Among the conversations was the best way to handle and release the large red drum caught at Cape Point this time of year. Proper handling increases the chance that the red drum these fishermen release will survive.
Rawls has been director of Marine Fisheries for about 11 months. She has made outreach and education a priority and has been looking for new ways to communicate with the masses.
“More than a million anglers fish in North Carolina coastal waters each year, and the overwhelming majority of them do not attend fisheries meetings or call the Division office to talk about fisheries issues,” Rawls said.
When she saw recent social media posts showing the strong red drum bite at Cape Point, she took the bait. With the help of Marine Patrol officers and their beach patrol side-by-sides, Rawls was able to meet most of the anglers who were fishing at Cape Point that day.
“They seemed surprised that the fisheries director would come out to talk to them, but they also seemed appreciative,” Rawls said.
She didn’t come empty handed. She gave the anglers bags with circle hooks, fish towels and other goodies, as well as educational materials about Division of Marine Fisheries programs and a flyer on proper handling techniques for red drum.
Red drum is North Carolina’s state saltwater fish and the Outer Banks is famous for its giant red drum fishery. Red drum can grow to more than 50 inches in length, obtain weights of more than 70 pounds, and commonly live more than 40 years.
In 1984, a giant red drum weighing 94 pounds, 2 ounces was caught off Hatteras Island. It broke both the state and all-tackle world record, and it remains the International Game Fish Association All Tackle world record for red drum today.
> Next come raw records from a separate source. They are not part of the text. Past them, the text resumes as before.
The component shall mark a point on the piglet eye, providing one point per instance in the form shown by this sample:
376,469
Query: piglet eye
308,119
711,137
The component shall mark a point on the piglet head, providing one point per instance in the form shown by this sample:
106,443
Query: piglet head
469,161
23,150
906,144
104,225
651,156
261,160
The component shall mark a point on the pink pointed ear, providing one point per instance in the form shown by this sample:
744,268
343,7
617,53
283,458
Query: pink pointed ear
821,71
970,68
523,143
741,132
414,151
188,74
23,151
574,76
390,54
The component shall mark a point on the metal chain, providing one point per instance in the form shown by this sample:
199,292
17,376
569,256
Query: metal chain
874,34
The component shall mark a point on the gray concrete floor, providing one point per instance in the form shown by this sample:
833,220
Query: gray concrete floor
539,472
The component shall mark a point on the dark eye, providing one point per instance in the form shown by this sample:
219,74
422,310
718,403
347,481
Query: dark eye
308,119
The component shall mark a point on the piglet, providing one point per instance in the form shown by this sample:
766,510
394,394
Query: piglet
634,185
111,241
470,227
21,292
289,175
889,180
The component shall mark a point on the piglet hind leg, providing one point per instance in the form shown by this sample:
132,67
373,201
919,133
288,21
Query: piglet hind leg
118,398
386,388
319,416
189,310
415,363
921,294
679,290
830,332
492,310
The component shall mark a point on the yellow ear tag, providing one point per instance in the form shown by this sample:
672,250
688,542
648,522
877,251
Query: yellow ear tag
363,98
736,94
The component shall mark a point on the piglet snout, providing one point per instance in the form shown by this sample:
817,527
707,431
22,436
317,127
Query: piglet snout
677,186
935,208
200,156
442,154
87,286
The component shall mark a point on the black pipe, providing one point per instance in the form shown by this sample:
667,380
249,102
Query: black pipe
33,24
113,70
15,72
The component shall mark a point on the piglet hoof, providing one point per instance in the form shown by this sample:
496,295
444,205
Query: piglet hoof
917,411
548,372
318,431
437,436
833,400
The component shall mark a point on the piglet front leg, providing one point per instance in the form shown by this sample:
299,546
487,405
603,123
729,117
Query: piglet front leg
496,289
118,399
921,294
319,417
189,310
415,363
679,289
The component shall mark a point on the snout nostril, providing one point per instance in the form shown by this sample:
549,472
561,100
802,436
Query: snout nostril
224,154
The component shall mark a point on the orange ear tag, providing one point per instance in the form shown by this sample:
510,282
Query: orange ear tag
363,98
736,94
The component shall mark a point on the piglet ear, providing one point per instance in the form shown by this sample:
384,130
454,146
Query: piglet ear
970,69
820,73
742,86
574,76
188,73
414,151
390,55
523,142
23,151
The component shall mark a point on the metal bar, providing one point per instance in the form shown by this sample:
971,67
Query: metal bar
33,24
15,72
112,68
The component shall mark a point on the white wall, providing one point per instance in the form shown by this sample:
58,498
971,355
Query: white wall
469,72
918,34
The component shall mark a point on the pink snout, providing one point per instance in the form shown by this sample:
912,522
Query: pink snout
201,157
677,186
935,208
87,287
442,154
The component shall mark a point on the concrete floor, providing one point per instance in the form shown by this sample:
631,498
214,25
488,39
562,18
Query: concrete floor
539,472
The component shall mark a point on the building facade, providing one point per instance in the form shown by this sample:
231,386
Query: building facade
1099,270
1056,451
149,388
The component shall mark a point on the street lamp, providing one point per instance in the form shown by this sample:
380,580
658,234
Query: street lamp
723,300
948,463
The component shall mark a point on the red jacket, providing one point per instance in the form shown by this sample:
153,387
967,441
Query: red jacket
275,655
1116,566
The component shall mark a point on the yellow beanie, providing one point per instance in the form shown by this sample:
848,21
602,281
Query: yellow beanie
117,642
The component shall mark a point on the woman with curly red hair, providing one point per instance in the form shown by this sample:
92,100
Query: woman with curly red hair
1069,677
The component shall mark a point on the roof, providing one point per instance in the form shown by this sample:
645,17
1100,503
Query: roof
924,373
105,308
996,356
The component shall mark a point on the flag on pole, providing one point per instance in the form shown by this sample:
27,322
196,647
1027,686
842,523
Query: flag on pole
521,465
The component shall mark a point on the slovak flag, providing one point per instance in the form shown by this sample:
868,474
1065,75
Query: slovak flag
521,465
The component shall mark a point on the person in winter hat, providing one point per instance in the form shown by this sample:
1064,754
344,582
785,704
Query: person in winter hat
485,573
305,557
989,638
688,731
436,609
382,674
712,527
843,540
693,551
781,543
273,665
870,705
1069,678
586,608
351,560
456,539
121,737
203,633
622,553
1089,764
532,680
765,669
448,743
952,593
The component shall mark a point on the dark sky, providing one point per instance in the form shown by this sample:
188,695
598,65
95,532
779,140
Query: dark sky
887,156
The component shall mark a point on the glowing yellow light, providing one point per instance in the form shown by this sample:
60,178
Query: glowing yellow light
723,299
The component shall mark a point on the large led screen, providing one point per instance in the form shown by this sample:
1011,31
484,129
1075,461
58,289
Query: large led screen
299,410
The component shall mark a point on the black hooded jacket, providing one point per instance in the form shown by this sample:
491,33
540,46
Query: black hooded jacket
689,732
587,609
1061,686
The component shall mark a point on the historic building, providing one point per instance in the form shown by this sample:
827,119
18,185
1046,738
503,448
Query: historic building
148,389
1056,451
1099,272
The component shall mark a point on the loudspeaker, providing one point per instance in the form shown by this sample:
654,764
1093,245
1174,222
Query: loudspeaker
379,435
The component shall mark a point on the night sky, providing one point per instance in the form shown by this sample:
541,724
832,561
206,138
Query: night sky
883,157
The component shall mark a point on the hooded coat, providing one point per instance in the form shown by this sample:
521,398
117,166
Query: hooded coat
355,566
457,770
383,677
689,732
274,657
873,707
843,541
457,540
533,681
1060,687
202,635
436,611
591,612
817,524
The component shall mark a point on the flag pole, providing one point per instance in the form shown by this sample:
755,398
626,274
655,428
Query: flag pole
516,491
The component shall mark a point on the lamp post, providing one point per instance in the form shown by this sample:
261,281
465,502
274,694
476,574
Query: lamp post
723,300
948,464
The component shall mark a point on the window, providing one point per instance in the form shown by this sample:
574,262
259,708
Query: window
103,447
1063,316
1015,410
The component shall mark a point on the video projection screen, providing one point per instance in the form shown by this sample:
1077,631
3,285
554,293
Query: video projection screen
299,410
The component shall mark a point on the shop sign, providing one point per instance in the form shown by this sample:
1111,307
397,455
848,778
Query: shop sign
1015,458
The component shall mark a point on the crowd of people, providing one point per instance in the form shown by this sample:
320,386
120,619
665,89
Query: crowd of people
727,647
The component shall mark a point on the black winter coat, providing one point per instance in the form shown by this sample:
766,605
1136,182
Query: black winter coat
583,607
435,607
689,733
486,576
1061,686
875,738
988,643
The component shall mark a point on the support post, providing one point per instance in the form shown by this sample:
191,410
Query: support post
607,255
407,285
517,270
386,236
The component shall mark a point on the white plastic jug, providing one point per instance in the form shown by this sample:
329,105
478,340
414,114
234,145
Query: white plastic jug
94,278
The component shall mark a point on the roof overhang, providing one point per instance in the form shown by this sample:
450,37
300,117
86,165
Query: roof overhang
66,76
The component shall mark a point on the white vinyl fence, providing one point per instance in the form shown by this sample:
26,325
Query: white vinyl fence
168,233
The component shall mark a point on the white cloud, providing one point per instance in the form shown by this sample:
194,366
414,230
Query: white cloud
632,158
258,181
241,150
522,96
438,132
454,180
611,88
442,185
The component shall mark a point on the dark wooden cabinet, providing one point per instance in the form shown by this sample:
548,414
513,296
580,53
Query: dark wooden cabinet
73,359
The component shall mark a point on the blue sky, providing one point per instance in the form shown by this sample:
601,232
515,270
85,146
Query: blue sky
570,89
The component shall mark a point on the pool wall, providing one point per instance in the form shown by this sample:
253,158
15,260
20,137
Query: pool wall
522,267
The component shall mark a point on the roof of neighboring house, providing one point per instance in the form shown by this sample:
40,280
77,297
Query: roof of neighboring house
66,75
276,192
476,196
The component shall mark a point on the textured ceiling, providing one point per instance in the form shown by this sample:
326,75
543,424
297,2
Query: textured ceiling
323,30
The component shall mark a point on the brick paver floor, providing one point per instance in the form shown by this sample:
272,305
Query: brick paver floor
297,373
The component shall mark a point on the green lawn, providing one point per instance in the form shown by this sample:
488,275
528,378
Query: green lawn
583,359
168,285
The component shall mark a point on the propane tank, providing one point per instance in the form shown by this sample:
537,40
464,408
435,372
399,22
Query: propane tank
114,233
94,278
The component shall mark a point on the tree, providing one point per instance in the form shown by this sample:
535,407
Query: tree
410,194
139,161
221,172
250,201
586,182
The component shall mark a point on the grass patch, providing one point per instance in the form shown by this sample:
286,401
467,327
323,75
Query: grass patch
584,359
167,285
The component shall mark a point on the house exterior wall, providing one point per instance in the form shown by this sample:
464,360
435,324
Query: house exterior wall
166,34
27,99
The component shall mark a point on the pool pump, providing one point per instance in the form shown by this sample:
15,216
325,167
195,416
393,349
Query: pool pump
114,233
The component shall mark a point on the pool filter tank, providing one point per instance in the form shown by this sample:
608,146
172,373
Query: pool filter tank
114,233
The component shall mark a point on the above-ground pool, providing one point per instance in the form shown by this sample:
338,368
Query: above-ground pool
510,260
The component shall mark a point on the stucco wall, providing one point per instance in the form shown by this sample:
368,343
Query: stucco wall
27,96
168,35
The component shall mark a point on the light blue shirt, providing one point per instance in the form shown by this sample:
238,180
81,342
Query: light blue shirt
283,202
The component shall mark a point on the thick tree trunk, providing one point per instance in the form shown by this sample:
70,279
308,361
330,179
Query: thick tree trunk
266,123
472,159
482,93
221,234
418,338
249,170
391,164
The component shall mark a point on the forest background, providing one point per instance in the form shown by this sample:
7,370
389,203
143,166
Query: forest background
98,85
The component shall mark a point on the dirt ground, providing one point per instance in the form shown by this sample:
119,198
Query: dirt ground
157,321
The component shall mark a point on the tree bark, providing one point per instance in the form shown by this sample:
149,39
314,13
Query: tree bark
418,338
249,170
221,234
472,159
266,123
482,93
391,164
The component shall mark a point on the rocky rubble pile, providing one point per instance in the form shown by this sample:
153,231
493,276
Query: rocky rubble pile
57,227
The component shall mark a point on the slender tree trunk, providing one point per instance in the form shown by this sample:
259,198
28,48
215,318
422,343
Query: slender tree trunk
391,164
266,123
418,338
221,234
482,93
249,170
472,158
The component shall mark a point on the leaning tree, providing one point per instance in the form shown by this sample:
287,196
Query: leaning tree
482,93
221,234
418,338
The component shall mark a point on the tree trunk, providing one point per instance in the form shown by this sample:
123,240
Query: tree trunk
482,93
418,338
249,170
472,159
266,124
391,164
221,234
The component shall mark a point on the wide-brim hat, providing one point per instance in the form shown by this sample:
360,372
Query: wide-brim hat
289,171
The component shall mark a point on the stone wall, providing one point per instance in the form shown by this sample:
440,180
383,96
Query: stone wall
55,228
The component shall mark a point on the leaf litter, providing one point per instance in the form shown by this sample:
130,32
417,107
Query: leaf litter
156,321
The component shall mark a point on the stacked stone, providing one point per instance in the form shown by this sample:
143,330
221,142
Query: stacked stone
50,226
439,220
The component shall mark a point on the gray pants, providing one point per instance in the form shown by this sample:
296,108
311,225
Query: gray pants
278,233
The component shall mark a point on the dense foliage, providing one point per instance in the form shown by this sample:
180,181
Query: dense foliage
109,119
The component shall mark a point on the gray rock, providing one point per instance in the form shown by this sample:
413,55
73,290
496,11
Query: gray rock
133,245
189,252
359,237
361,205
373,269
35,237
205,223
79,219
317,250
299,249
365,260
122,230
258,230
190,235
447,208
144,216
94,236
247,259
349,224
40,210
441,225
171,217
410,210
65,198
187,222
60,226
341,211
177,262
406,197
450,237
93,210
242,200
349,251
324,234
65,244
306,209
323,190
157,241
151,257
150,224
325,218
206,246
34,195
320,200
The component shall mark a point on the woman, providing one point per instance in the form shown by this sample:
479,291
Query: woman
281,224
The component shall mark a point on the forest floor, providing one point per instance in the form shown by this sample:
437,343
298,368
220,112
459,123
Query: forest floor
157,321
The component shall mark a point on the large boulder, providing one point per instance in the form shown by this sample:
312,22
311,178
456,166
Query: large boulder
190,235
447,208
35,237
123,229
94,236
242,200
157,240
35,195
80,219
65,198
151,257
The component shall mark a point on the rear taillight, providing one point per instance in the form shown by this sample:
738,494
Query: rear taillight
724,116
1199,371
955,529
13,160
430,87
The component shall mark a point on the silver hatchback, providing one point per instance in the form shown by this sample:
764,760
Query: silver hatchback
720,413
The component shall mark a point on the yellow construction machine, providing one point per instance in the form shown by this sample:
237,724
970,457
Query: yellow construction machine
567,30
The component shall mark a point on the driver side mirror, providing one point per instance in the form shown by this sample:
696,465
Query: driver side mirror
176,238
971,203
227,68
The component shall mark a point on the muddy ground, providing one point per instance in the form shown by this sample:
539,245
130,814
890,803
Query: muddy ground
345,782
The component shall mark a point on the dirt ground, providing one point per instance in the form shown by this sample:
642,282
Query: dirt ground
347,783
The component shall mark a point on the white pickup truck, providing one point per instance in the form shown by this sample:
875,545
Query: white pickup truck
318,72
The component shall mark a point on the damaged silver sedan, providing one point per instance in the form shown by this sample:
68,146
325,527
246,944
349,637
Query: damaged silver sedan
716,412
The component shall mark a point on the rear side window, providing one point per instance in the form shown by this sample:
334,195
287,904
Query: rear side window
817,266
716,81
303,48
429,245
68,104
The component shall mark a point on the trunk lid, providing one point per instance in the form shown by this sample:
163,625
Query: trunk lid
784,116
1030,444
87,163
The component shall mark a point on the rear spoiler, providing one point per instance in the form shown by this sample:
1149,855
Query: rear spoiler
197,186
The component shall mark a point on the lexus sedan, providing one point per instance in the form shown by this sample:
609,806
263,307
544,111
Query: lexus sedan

While anglers still enjoy catching large adult red drum along North Carolina’s coast, a slot size limit prohibits keeping a red drum longer than 27 inches. That upper size limit, along with an 18-inch minimum size limit and one-fish bag limit, make North Carolina’s red drum fishery mainly a catch-and-release fishery. Recent Division of Marine Fisheries data shows that North Carolina angler releases have increased to about 2.45 million red drum per year.
Additionally, while red drum reach maturity at about age 4, or 32 inches, studies have found that protecting the larger red drum ensures the most productive spawners are available to sustain the population for future anglers to enjoy. For this reason, it is important for anglers to handle these fish in a way that will increase their chance of survival when released.